Gastbeitrag: Biometrie im Banking

Biometrie - Scan Fingerabdruck

Das Smartphone als zentrales Gerät für die neuen App-Ökosysteme zieht immer mehr etablierte Märkte auf sich und generiert gänzlich neue Dienstleistungen. Banking und Biometrie erfahren mit der Einführung von Apple Pay seit Oktober 2014 einen neuen Schub: Der Kunde legitimiert sich mit seinem Fingerabdruck am Apple-Smartphone und bezahlt. Dr. Waldemar Grudzien, Direktor im Geschäftsbereich Retail Banking und Bankentechnologie beim Bundesverband deutscher Banken, gibt in seinen Gastbeitrag einen Gesamtüberblick über die neuesten Entwicklungen und Trends im Bereich Biometrie.

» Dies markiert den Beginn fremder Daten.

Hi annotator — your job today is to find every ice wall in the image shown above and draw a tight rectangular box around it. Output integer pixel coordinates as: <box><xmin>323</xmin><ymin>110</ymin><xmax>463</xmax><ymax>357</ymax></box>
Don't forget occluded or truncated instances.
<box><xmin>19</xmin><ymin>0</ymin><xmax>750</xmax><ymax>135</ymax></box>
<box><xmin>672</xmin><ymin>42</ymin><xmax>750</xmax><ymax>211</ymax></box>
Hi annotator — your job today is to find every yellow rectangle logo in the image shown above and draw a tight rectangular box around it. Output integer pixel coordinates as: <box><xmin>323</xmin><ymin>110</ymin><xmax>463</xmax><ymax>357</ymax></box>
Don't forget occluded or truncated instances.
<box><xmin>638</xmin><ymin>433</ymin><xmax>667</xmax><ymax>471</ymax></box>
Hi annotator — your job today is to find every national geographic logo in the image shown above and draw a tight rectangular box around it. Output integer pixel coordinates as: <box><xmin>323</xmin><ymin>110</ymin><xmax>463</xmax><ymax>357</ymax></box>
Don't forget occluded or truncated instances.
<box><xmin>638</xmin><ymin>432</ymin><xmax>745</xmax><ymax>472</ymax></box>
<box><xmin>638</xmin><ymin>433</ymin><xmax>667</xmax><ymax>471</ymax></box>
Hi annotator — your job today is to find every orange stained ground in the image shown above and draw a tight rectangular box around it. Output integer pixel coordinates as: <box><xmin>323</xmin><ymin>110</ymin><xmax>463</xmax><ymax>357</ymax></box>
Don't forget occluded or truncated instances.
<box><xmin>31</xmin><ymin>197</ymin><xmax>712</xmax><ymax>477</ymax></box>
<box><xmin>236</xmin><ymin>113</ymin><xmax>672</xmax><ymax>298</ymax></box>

Das Android-Lager folgt nun im Frühjahr 2015, sodass Biometrie im Banking einen großen Schub erfahren wird. Als erste bieten die Postbank und die Deutsche Bank Touch ID von Apple zum Kontenzugang und sogar zur Autorisierung von Transaktionen an.

Apps werden immer kundenfreundlicher und smarter, die Interaktion mit dem Smartphone erfolgt immer mehr „on the fly“, d.h. gestaltet sich zunehmend beiläufig als mit der eigentlichen Aufgabe verbunden: aus dem Eintippen mit einzelnen Tasten wird ein Wischen über das Touchpad, das Eingeben der eigenen Position übermittelt das Smartphone automatisch, die Mauseingabe am PC/Laptop ist ebenfalls in ein Wischen übergegangen. Das Erledigen von Aufgaben „on the fly“ mit dem Smartphone befördert die Integration von Biometrie im Smartphone, das über viele Sensoren verfügt, von denen einige bereits heute biometrisch genutzt werden. Biometrie liefert so in Verbindung mit dem Smartphone ein „Me on the fly“: der Nutzer wird bei der Nutzung des Smartphones beiläufig und ohne ihn zu stören authentifiziert und seine gewollten Transaktionen werden autorisiert.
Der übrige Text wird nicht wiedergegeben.